Les estimations les plus optimistes concernant les coûts de ce conflit varie de 2,7 à 5,8 trillions de dollars US sans prendre en compte les centaines de milliards de dollars US perdues dans les méandres de la corruption du complexe militaro-industriel US, ses lobbyistes et réseaux d'influences, de ceux du gouvernement afghan et de sa clientèle ou encore de ceux de pays voisins, impliqués d'une façon ou d'une autre en Afghanistan. Autant dire que cette guerre entamée en octobre 2001, peu de jours après ce que les médias dominants désignent comme les attentats du 11 septembre 2001 de New York et Washington, s'est transformée en un véritable tonneau des danaïdes pour les finances publiques US et un casse-tête stratégique caractérisé par l'impossibilité de continuer cette aventure suicidaire mais, également, l'impossibilité de se retirer sans un préjudice majeur à l'image et la puissance perçue des Etats-Unis, dans le monde. D'un point de vue historique, le déclin de l'OTAN a commencé avec son intervention dans ce pays montagneux, violemment contrasté, pauvre et enclavé qu'est l'Afghanistan et dont la réputation de cimetière des empires ne s'est jamais démentie, depuis plus de 25 siècles. Après le concept de guerre sans fin, créé par les publicistes de l'Etat profond US, pour générer un profit sans fin au complexe militaro-industriel, le monde dit libre s'est retrouvé dans un véritable cycle infernal, en Afghanistan. D'un point de vue purement stratégique, la présence militaire US en Afghanistan est utile pour les intérêts stratégiques de Washington afin de surveiller le ventre mou oriental de l'Iran et garder un œil sur le Xinjiang chinois où la question Ouïgoure est un domaine favorable aux opérations clandestines de guerre psychologique, menée par Washington et son allié turc. L'Afghanistan permet, également, aux Américains d'avoir un pied sur la « ligne Durand » et surveiller le Pakistan, un pays pivot qui détient l'un des arsenaux nucléaires les plus prolifiques au monde.

Enfin, les frontières septentrionales de l'Afghanistan permettent à Washington d'observer l'ensemble de l'Asie centrale musulmane sur le flanc méridional de la Russie.

Tous ces éléments nous permettent d'affirmer, sans l'ombre d'un doute, que Washington ne se retirera pas d'Afghanistan mais cherchera plutôt à parvenir à un accord acceptable garantissant l'octroi de facilités militaires en échange de la participation des Talibans au pouvoir à Kaboul.

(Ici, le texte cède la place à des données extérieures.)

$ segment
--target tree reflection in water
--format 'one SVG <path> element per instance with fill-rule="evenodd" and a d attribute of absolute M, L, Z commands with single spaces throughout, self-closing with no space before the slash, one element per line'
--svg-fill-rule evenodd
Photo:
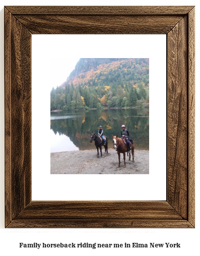
<path fill-rule="evenodd" d="M 108 137 L 108 148 L 112 148 L 112 135 L 120 136 L 121 125 L 124 124 L 130 137 L 135 140 L 136 149 L 149 150 L 149 109 L 146 108 L 51 112 L 50 127 L 55 136 L 57 136 L 57 133 L 65 135 L 80 150 L 85 150 L 95 149 L 94 144 L 89 142 L 90 134 L 91 132 L 97 133 L 100 125 L 102 126 L 104 135 Z M 51 138 L 51 144 L 56 140 Z M 57 144 L 57 141 L 56 143 Z M 60 148 L 63 143 L 65 143 L 63 140 L 59 139 Z M 72 145 L 68 144 L 65 151 L 72 150 Z M 59 146 L 56 148 L 58 150 Z"/>

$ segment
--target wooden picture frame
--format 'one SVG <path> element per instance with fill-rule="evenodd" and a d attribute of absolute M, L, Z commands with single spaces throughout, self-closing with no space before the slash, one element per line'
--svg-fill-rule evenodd
<path fill-rule="evenodd" d="M 166 201 L 32 201 L 32 34 L 167 35 Z M 5 227 L 193 228 L 194 7 L 7 6 L 5 37 Z"/>

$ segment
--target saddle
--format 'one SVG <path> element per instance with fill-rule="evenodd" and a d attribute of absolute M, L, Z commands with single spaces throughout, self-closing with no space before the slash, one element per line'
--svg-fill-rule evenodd
<path fill-rule="evenodd" d="M 126 139 L 124 137 L 121 137 L 121 139 L 124 142 L 125 145 L 126 145 L 127 142 L 126 142 Z M 132 139 L 129 139 L 129 143 L 130 144 L 130 147 L 131 144 L 134 144 L 132 143 Z"/>

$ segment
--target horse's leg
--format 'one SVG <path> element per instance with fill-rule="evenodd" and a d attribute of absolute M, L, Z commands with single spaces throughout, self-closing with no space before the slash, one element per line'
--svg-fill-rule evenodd
<path fill-rule="evenodd" d="M 117 152 L 118 153 L 118 158 L 119 159 L 119 165 L 118 166 L 118 167 L 120 166 L 120 153 L 119 152 Z"/>
<path fill-rule="evenodd" d="M 132 152 L 132 162 L 135 162 L 135 160 L 134 160 L 135 145 L 132 145 L 132 147 L 131 148 L 131 152 Z"/>
<path fill-rule="evenodd" d="M 128 155 L 129 155 L 128 161 L 129 161 L 130 160 L 130 151 L 128 152 Z"/>
<path fill-rule="evenodd" d="M 101 152 L 101 157 L 102 157 L 102 150 L 101 149 L 101 146 L 100 146 L 100 152 Z"/>
<path fill-rule="evenodd" d="M 126 152 L 124 152 L 123 153 L 123 161 L 124 161 L 124 167 L 126 167 L 126 162 L 125 162 L 125 159 L 126 159 Z"/>

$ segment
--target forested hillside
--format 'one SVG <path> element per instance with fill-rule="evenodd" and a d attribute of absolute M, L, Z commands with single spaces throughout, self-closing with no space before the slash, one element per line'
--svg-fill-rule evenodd
<path fill-rule="evenodd" d="M 50 108 L 148 107 L 149 59 L 80 59 L 66 81 L 51 91 Z"/>

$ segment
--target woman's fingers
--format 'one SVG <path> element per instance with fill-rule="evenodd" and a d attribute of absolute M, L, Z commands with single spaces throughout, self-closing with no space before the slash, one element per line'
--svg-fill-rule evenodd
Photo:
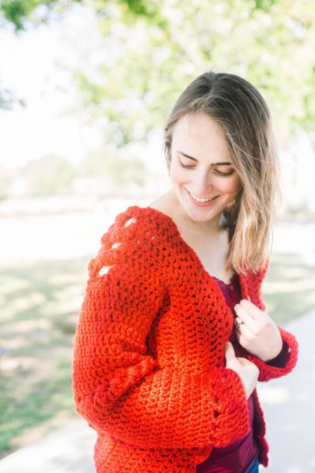
<path fill-rule="evenodd" d="M 224 348 L 224 354 L 225 356 L 225 359 L 227 362 L 232 361 L 234 359 L 236 359 L 234 348 L 233 345 L 230 341 L 227 341 L 225 346 Z"/>
<path fill-rule="evenodd" d="M 266 315 L 265 312 L 261 311 L 257 306 L 253 304 L 253 302 L 251 302 L 247 299 L 242 299 L 238 305 L 240 306 L 250 317 L 256 322 L 263 320 Z"/>
<path fill-rule="evenodd" d="M 251 317 L 246 308 L 241 306 L 240 304 L 237 304 L 234 309 L 236 313 L 237 319 L 239 319 L 239 322 L 241 321 L 249 328 L 254 330 L 256 325 L 256 321 Z M 236 325 L 237 325 L 237 323 Z"/>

Dans ce dernier cas, il est peu probable que le gouvernement afghan, dans sa structure ou configuration actuelle, puisse contenir politiquement ou militairement le mouvement des Talibans. Ce qui signifie une prise du pouvoir, in fine, de ces derniers. Ce scénario est inéluctable dans le cas d'un retrait militaire US de ce pays. La présence US/OTAN en Afghanistan coûte, donc, beaucoup trop chère et semble impossible dans un système économique normal. D'où l'adoption de systèmes de financement occultes, illégaux et non traditionnels lesquels ont, toutefois, échoué à couvrir les frais de la guerre.

Après 18 ans de guerre, la guérilla talibane est non seulement plus forte et déterminée que jamais mais ne semble aucunement disposée à céder aux pressions d'autres puissances musulmanes tentant d'obtenir de ce mouvement des concessions aux demandes US, en utilisant leur influence religieuse sur les chefs du mouvement.

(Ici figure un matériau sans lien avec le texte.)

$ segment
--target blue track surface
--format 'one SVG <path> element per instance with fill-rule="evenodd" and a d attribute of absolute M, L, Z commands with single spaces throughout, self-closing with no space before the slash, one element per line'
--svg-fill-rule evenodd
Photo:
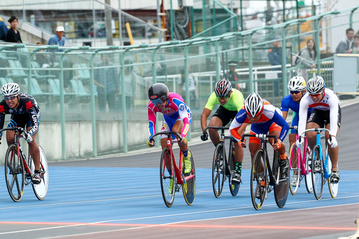
<path fill-rule="evenodd" d="M 272 192 L 263 208 L 257 211 L 251 201 L 249 170 L 243 170 L 244 182 L 237 196 L 231 195 L 226 181 L 220 198 L 215 198 L 211 170 L 197 169 L 193 204 L 186 204 L 181 189 L 176 193 L 172 207 L 168 208 L 161 194 L 158 171 L 157 168 L 50 167 L 49 189 L 45 199 L 38 200 L 28 186 L 18 203 L 11 200 L 2 181 L 0 221 L 158 224 L 358 202 L 358 171 L 340 171 L 336 199 L 331 198 L 326 184 L 322 200 L 316 200 L 313 193 L 307 192 L 303 181 L 297 195 L 289 192 L 284 208 L 277 207 Z M 1 174 L 3 175 L 3 169 Z"/>

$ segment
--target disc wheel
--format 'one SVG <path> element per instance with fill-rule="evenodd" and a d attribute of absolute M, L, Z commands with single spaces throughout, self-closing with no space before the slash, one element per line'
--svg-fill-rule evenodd
<path fill-rule="evenodd" d="M 39 200 L 45 199 L 49 188 L 49 168 L 47 165 L 47 159 L 42 148 L 39 145 L 40 151 L 40 169 L 41 174 L 41 182 L 39 184 L 32 184 L 32 190 L 35 196 Z M 33 161 L 30 157 L 30 164 L 31 164 L 31 172 L 33 173 L 35 170 L 35 166 Z"/>
<path fill-rule="evenodd" d="M 166 163 L 168 169 L 166 167 Z M 173 169 L 172 172 L 171 168 Z M 176 174 L 174 172 L 174 165 L 173 161 L 171 160 L 171 151 L 168 147 L 163 149 L 161 155 L 159 174 L 161 182 L 161 190 L 163 201 L 166 206 L 170 208 L 173 204 L 173 201 L 175 200 L 175 193 L 176 192 L 177 183 Z M 172 190 L 169 188 L 171 179 L 173 180 Z"/>
<path fill-rule="evenodd" d="M 236 159 L 235 159 L 235 150 L 234 148 L 232 149 L 232 152 L 233 152 L 232 156 L 229 157 L 229 166 L 231 168 L 231 171 L 235 171 L 236 170 L 235 162 Z M 232 196 L 236 196 L 238 193 L 238 190 L 239 189 L 239 184 L 234 184 L 231 183 L 231 180 L 228 180 L 228 183 L 229 184 L 229 190 L 231 191 L 231 194 Z"/>
<path fill-rule="evenodd" d="M 291 145 L 289 149 L 289 166 L 290 166 L 290 182 L 289 189 L 291 190 L 292 195 L 296 195 L 298 188 L 299 187 L 299 183 L 300 181 L 300 165 L 299 163 L 299 159 L 298 159 L 298 148 L 295 143 L 293 143 Z M 293 177 L 296 175 L 297 182 L 292 184 L 292 182 L 293 180 Z"/>
<path fill-rule="evenodd" d="M 289 191 L 289 171 L 285 174 L 281 174 L 279 172 L 279 154 L 276 152 L 274 153 L 273 156 L 273 166 L 272 172 L 275 179 L 279 179 L 279 184 L 274 186 L 274 199 L 275 203 L 278 208 L 282 208 L 284 207 L 287 202 L 288 197 L 288 192 Z M 300 177 L 300 175 L 299 175 Z"/>
<path fill-rule="evenodd" d="M 252 161 L 250 173 L 250 192 L 252 203 L 254 208 L 259 210 L 266 200 L 267 185 L 267 161 L 264 159 L 264 152 L 258 150 Z M 264 189 L 261 189 L 261 184 L 264 185 Z M 258 194 L 258 195 L 257 195 Z M 258 198 L 257 198 L 258 196 Z"/>
<path fill-rule="evenodd" d="M 224 160 L 223 159 L 223 145 L 219 143 L 214 150 L 212 163 L 212 186 L 214 196 L 221 196 L 224 183 Z M 224 159 L 225 160 L 225 159 Z"/>
<path fill-rule="evenodd" d="M 5 155 L 5 181 L 10 197 L 19 202 L 23 196 L 25 185 L 24 164 L 17 154 L 16 146 L 10 145 Z"/>
<path fill-rule="evenodd" d="M 312 155 L 311 170 L 313 191 L 317 200 L 320 200 L 323 195 L 323 164 L 320 157 L 319 146 L 315 145 Z"/>
<path fill-rule="evenodd" d="M 194 160 L 192 151 L 188 148 L 188 151 L 191 152 L 191 172 L 184 174 L 186 183 L 182 185 L 182 191 L 186 203 L 189 205 L 193 203 L 194 197 L 196 194 L 196 168 L 194 166 Z M 184 168 L 184 162 L 182 161 L 182 168 Z"/>

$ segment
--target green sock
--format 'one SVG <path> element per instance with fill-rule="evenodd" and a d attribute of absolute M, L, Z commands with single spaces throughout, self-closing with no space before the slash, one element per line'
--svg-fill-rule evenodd
<path fill-rule="evenodd" d="M 242 174 L 242 162 L 236 162 L 236 172 L 241 175 Z"/>

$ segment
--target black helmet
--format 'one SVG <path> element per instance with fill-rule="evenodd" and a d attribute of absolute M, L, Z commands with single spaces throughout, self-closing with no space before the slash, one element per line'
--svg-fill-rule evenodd
<path fill-rule="evenodd" d="M 149 89 L 149 98 L 155 106 L 162 104 L 166 101 L 169 93 L 168 88 L 162 83 L 153 84 Z"/>
<path fill-rule="evenodd" d="M 217 97 L 228 96 L 231 90 L 232 84 L 225 78 L 218 81 L 214 86 L 214 92 Z"/>

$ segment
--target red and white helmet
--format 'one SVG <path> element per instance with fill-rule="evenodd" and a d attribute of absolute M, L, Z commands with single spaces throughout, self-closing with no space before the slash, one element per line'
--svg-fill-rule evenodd
<path fill-rule="evenodd" d="M 263 111 L 264 107 L 263 100 L 255 92 L 248 96 L 244 101 L 244 110 L 252 117 L 258 116 Z"/>
<path fill-rule="evenodd" d="M 217 83 L 214 86 L 214 92 L 217 97 L 225 97 L 232 90 L 232 84 L 229 80 L 223 78 Z"/>

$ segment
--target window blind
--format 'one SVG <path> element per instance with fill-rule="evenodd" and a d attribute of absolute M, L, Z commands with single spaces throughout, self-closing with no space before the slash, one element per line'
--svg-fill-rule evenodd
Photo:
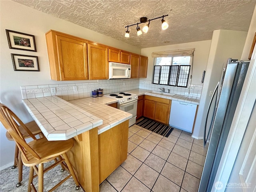
<path fill-rule="evenodd" d="M 170 51 L 158 51 L 153 52 L 151 56 L 153 58 L 156 57 L 174 57 L 182 56 L 190 56 L 194 55 L 195 48 L 191 49 L 177 49 Z"/>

A posteriori, il s'avère que l'ex-Union Soviétique fit preuve de réalisme et de rationalité en décidant d'un retrait ordonné d'Afghanistan. Celui-ci s'étala entre mai 1988 et février 1989 après presque dix années d'une guerre qui draina les ressources économiques soviétiques.

Les États-Unis d'Amérique refusent, au mépris de toute rationalité, de suivre la même voie que les Soviétiques pour des raisons psychologiques évidentes, liées à un certain sentiment de supériorité, minant les élites politiques de Washington mais aussi pour des raisons idéologiques non flexibles. Les Talibans, quant à eux, ont le temps pour eux. L'Afghanistan est considéré comme le cimetière des empires. Les idéologues de Washington avaient cru s'affranchir du déterminisme historique et de certaines constantes historiques. Ils se retrouvent piégés dans une boucle sans fin. Le président Donald Trump, en bon businessman, veut mettre fin à ce cycle et ramener les troupes à la maison mais se retrouve en opposition avec un système ayant fait de la guerre une source de profit. C'est un piège sans issue.